概要
セキュリティ研究者が、MetaのConversions API Gatewayに2つの重大なクロスサイトスクリプティング(XSS)脆弱性を発見しました。これらの脆弱性を悪用すると、ユーザーの操作なしにFacebookアカウントを乗っ取ることが可能になります。この問題はfacebook.comおよびmeta.comを含むMeta所有ドメインだけでなく、オープンソースのゲートウェイインフラを導入している1億以上の第三者展開にも影響を及ぼす可能性があります。
Conversions API Gatewayとは
Meta Conversions API Gatewayは、企業がWebイベントや顧客インタラクションデータをMetaの広告プラットフォームに直接送信できるようにするサーバーサイドソリューションです。従来のブラウザベースのトラッキング方法とは異なり、サーバーレベルで動作することでCookieの制限や広告ブロッカーを回避します。このゲートウェイは、コンバージョン追跡をサポートするために重要なJavaScriptファイルであるcapig-events.jsを配信しており、このスクリプトはMetaプロパティや数千の第三者ウェブサイトで自動的に実行されます。
発見された脆弱性の詳細
クライアントサイドXSS(CVE-2024-XXXXX):不適切なオリジン検証
最初の脆弱性は、クライアントサイドのcapig-events.jsスクリプト内の不適切なpostMessageオリジン検証に存在します。ページにオープナーウィンドウがある場合、スクリプトはIWL_BOOTSTRAPというラベルの構成メッセージをリッスンします。メッセージソースを許可リストと照合して検証する代わりに、コードはevent: origin値を盲目的に信頼し、後で使用するために保存します。この信頼されたオリジンは、その後、攻撃者が制御するドメインから別のJavaScriptファイル(iwl.js)を動的にロードするために使用されます。
MetaのContent Security Policy(CSP)およびCross-Origin-Opener-Policy(COOP)が保護を提供しているように見えますが、研究者は複数のバイパス手法を発見しました。
/help/ディレクトリ下のログインしていないMetaページでは、CSPポリシーが緩和され、第三者の分析ドメインが許可されます。- FacebookのAndroid WebView環境では、
window.nameの再利用とiframeハイジャックを組み合わせて悪意のあるpostMessageを配信することに成功しました。

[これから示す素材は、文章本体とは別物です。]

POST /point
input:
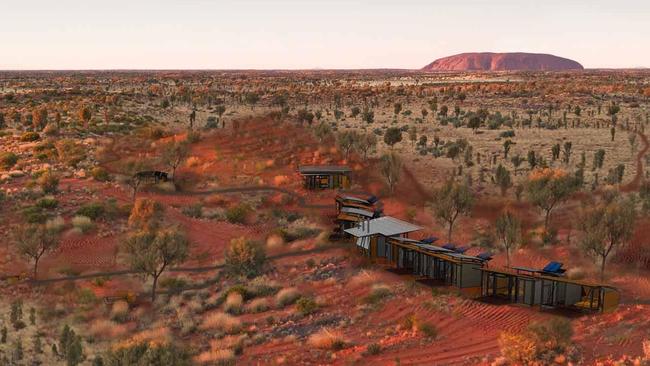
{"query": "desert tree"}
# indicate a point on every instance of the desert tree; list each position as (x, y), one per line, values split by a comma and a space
(34, 241)
(173, 154)
(555, 152)
(502, 179)
(508, 230)
(392, 136)
(39, 118)
(366, 143)
(322, 131)
(220, 110)
(85, 114)
(413, 134)
(546, 188)
(397, 108)
(516, 162)
(599, 159)
(507, 144)
(368, 116)
(605, 227)
(251, 99)
(566, 152)
(450, 201)
(152, 252)
(390, 167)
(346, 141)
(245, 258)
(192, 118)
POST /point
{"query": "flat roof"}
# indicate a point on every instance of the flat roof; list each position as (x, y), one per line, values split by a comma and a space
(353, 199)
(547, 278)
(317, 169)
(357, 211)
(385, 225)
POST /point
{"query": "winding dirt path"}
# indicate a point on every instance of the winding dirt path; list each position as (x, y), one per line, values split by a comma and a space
(636, 182)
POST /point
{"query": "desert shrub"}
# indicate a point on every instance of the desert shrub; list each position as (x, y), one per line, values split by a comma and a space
(55, 224)
(507, 134)
(261, 286)
(517, 348)
(50, 130)
(286, 296)
(233, 304)
(237, 214)
(148, 353)
(120, 311)
(34, 214)
(306, 305)
(373, 349)
(221, 321)
(298, 233)
(327, 339)
(173, 284)
(8, 160)
(378, 293)
(100, 174)
(428, 329)
(93, 210)
(193, 137)
(48, 181)
(195, 210)
(47, 202)
(258, 306)
(146, 214)
(86, 296)
(541, 341)
(245, 258)
(29, 137)
(219, 357)
(82, 223)
(70, 152)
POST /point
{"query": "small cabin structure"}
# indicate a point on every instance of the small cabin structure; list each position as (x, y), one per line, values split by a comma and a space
(443, 265)
(151, 176)
(547, 290)
(325, 176)
(371, 235)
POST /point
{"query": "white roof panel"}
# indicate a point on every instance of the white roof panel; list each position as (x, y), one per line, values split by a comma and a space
(386, 226)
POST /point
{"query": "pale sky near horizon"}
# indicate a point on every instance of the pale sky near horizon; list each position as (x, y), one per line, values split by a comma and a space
(294, 34)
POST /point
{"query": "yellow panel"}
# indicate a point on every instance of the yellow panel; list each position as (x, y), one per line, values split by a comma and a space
(610, 301)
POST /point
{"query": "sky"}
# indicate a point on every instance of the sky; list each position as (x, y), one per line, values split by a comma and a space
(308, 34)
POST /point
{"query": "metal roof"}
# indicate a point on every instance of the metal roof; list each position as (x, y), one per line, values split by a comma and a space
(318, 169)
(386, 226)
(357, 211)
(353, 199)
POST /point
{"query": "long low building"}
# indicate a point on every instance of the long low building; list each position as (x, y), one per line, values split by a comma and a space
(537, 289)
(386, 238)
(325, 176)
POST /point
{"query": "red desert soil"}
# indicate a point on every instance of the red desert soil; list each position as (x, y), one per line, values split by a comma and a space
(489, 61)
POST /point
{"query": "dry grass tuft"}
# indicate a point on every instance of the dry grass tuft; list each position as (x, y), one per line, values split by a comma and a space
(327, 339)
(221, 321)
(107, 329)
(221, 357)
(153, 337)
(234, 302)
(120, 310)
(286, 296)
(258, 306)
(363, 279)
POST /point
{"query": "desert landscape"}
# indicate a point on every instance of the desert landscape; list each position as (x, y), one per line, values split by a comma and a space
(226, 257)
(246, 182)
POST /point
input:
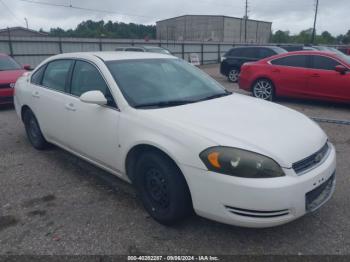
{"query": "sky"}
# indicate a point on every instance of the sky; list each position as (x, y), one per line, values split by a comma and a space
(292, 15)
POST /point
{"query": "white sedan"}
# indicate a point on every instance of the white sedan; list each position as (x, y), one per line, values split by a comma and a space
(183, 141)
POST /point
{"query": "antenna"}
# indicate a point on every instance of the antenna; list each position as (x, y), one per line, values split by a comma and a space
(245, 20)
(314, 28)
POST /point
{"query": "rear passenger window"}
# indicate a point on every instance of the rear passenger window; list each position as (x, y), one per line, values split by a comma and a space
(249, 52)
(56, 74)
(38, 76)
(234, 52)
(293, 61)
(265, 52)
(87, 78)
(324, 63)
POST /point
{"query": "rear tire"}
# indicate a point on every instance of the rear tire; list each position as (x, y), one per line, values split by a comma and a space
(33, 131)
(264, 89)
(162, 188)
(233, 75)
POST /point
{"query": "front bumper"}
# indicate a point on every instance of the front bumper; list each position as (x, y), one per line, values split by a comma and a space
(260, 202)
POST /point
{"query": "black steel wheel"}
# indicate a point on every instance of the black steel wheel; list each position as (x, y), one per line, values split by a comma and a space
(162, 188)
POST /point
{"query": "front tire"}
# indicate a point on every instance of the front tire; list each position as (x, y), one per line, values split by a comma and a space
(233, 75)
(162, 188)
(33, 131)
(264, 89)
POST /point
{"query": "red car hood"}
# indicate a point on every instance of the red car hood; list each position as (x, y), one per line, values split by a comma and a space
(7, 77)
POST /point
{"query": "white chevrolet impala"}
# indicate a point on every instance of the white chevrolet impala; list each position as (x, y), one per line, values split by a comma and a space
(183, 141)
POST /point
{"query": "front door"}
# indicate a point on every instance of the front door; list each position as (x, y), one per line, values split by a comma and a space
(49, 92)
(92, 129)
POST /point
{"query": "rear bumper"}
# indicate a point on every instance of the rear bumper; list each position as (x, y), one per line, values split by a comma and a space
(6, 96)
(261, 203)
(244, 82)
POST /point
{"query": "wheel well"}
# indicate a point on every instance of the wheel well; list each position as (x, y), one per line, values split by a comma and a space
(263, 78)
(23, 110)
(136, 152)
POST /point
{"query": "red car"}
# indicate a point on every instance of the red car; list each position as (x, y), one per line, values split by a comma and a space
(10, 71)
(304, 74)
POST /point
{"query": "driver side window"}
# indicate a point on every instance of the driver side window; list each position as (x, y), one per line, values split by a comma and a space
(87, 78)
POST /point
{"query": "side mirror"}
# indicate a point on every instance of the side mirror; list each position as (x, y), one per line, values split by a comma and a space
(94, 97)
(27, 67)
(341, 69)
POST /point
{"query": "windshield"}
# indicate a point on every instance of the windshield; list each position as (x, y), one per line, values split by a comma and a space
(7, 64)
(163, 82)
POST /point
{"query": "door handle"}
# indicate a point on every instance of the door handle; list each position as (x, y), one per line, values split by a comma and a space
(71, 107)
(35, 94)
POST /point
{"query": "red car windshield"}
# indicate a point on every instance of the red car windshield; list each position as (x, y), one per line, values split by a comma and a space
(7, 64)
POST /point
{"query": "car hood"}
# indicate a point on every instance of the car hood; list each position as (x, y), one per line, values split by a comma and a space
(11, 76)
(251, 124)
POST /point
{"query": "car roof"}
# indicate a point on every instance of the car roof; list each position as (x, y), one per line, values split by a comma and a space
(114, 55)
(307, 52)
(256, 46)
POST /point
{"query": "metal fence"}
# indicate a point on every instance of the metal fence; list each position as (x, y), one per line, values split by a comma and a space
(33, 50)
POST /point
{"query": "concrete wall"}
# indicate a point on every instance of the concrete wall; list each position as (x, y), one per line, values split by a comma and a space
(213, 28)
(33, 50)
(191, 28)
(19, 32)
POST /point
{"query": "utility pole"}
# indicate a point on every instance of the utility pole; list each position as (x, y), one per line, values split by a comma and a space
(25, 19)
(245, 21)
(314, 29)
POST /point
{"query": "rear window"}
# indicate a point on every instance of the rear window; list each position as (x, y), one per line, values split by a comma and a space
(7, 64)
(292, 61)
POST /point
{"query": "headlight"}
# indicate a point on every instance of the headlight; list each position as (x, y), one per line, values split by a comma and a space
(240, 163)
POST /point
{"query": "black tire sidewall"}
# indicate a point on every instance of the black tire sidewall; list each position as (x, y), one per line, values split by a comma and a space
(229, 72)
(272, 98)
(180, 200)
(39, 143)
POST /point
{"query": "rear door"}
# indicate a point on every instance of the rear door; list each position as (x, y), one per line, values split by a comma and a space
(326, 83)
(49, 92)
(290, 74)
(92, 129)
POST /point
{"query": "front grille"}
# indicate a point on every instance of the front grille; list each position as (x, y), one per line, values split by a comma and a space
(3, 86)
(311, 161)
(317, 197)
(256, 213)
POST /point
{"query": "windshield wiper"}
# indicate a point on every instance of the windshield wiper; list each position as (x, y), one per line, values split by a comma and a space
(165, 104)
(180, 102)
(227, 93)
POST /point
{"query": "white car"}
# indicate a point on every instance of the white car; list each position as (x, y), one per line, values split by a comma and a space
(179, 137)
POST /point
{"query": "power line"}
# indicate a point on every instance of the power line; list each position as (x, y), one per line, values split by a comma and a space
(314, 28)
(82, 8)
(14, 15)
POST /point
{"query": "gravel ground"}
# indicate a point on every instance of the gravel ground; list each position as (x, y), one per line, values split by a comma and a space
(54, 203)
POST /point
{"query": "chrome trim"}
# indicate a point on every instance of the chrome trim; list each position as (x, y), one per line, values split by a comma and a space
(316, 165)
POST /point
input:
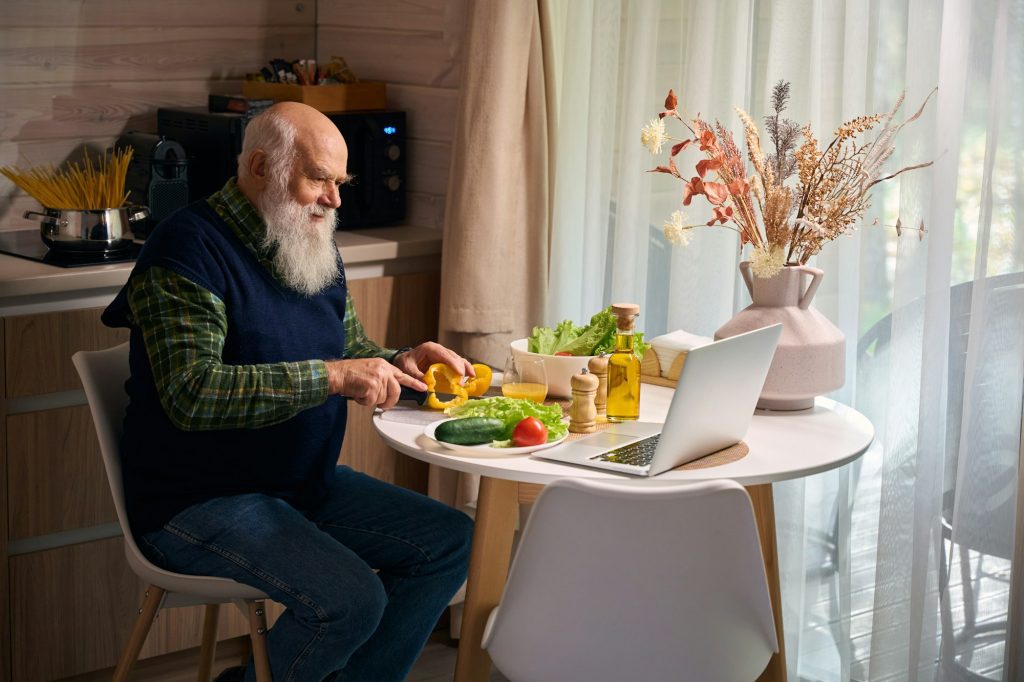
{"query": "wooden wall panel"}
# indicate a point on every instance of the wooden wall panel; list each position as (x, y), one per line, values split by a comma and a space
(427, 166)
(74, 111)
(5, 673)
(92, 13)
(418, 57)
(430, 112)
(434, 15)
(54, 456)
(40, 346)
(75, 72)
(103, 54)
(425, 210)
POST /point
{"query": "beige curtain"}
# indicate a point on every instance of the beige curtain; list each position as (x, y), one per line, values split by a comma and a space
(495, 258)
(497, 221)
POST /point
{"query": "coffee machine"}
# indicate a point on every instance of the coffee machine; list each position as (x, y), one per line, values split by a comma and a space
(157, 177)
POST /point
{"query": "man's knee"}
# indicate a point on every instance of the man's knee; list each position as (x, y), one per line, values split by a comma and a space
(357, 605)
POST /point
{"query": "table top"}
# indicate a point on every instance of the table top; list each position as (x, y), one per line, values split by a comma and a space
(782, 445)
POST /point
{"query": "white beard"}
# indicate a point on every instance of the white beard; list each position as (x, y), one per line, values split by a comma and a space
(306, 256)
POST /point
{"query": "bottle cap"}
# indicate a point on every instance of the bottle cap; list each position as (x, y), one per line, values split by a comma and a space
(625, 313)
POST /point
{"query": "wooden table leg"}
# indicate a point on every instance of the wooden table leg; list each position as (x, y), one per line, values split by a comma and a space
(764, 512)
(497, 509)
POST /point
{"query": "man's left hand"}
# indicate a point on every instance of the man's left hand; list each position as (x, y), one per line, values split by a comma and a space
(419, 358)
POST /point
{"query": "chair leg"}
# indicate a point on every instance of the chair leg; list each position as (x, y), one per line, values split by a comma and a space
(209, 648)
(151, 604)
(257, 633)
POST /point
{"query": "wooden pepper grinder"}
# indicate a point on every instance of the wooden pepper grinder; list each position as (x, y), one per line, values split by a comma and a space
(583, 412)
(598, 367)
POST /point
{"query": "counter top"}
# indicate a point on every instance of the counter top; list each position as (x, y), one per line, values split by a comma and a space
(22, 278)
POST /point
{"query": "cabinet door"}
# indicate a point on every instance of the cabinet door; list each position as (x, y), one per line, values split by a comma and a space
(395, 311)
(54, 457)
(40, 346)
(74, 607)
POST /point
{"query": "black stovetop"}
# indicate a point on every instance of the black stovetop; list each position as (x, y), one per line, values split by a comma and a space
(28, 244)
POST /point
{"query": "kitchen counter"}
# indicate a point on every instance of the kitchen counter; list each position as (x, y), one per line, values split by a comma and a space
(31, 287)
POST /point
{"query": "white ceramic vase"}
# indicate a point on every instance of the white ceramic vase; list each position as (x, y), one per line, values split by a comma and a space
(810, 358)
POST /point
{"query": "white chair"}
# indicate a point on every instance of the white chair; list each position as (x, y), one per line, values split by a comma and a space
(103, 374)
(615, 581)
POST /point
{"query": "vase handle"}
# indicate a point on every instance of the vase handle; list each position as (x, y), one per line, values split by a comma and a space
(816, 274)
(744, 269)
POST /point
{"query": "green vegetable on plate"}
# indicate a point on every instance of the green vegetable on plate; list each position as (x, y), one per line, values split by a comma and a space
(512, 411)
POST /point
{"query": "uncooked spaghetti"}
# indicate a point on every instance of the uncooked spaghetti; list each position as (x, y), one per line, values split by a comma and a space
(80, 186)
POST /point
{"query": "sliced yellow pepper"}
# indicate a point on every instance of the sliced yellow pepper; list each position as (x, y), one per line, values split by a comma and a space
(479, 384)
(439, 378)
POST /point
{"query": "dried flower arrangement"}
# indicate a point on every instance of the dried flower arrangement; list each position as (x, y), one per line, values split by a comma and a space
(784, 223)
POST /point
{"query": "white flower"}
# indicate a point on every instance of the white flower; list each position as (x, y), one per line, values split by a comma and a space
(767, 262)
(674, 229)
(652, 135)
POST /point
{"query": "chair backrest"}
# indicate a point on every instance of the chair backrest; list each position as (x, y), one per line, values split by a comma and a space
(621, 581)
(103, 374)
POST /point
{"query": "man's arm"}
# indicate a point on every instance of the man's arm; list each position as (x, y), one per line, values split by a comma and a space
(183, 327)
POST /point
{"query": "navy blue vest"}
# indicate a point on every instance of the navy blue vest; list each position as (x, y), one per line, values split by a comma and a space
(167, 469)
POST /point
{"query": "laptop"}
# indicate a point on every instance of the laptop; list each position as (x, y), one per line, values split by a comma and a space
(711, 410)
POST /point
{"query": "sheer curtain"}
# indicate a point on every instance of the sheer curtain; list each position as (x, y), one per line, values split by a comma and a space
(893, 564)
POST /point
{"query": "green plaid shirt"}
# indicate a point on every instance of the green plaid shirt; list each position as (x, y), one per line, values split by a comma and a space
(184, 327)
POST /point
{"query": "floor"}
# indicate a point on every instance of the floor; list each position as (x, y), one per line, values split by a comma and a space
(821, 659)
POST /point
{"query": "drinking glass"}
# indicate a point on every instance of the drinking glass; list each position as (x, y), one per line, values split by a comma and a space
(524, 378)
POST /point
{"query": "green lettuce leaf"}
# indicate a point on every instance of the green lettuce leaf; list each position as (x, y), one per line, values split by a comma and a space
(601, 328)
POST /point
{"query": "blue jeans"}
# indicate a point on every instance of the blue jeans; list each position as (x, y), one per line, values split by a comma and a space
(341, 616)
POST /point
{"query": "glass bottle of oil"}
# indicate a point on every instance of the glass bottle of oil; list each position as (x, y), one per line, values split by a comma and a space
(624, 368)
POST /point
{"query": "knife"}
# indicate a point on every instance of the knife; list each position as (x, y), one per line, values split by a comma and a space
(420, 397)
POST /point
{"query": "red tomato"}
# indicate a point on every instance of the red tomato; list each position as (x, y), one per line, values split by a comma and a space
(529, 431)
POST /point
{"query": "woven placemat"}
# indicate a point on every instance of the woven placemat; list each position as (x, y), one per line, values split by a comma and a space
(716, 459)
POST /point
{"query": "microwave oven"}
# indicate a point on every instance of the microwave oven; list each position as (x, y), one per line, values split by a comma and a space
(376, 142)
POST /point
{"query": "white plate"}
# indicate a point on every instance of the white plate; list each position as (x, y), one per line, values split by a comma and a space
(485, 450)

この多段階攻撃チェーンにより、最終的にmeta.comのコンテキスト内で任意のJavaScript実行が可能となり、攻撃者はCSRFトークンを盗み、電子メールアドレスの変更や完全なアカウント乗っ取りを含む特権操作を実行できます。この脆弱性のCVSSスコアは8.5(高)と評価されています。
保存型XSS(CVE-2024-YYYYY):安全でない文字列連結
2番目のより深刻な脆弱性は、ゲートウェイのバックエンドコードに存在します。企業がMetaのIWL(Intelligent Web Logging)構成ツールを通じてイベントマッチングルールを作成する際、バックエンドはユーザーが提供した値を適切なサニタイズやエスケープなしで連結することで、capig-events.jsの一部を生成します。
公開されているソースコードの分析により、Javaファイル内でJSONキーがJavaScript出力に直接連結されていることが判明しました。攻撃者は引用符や閉じ括弧などの文字を挿入することで、文字列コンテキストをエスケープし、任意のJavaScriptコードをcapig-events.jsファイルに直接挿入できます。この保存型XSS脆弱性は、個々のユーザーをだます必要がないため、特に壊滅的です。
一度注入されると、悪意のあるペイロードは、Metaドメインおよび認証されたFacebookセッション全体で侵害されたスクリプトをロードするすべての訪問者に対して自動的に実行されます。この脆弱性はオープンソース技術であるため、Metaのインフラストラクチャを超えて、世界中で1億回以上展開されている第三者のドメインにも同じ保存型XSSの弱点が継承されています。このサプライチェーンの脆弱性により、攻撃者は数時間以内に数え切れないほどのウェブサイトで何百万ものユーザーを静かに侵害する可能性があります。この脆弱性のCVSSスコアは9.8(緊急)と評価されています。
影響と教訓
これらの脆弱性は、分析インフラストラクチャが、製品、ドメイン、顧客間で共有され、信頼されたJavaScriptとして機能する場合、低リスクのコードとして扱えないという根本的なセキュリティ原則を浮き彫りにしています。このようなシステムにおけるわずかな信頼境界の失敗が、プラットフォーム全体に及ぶセキュリティ上の大惨事につながる可能性があります。
最新のウェブプラットフォームでは、厳格なオリジン検証、防御的なCSP設計、および安全なコード生成プラクティスの重要性が強調されています。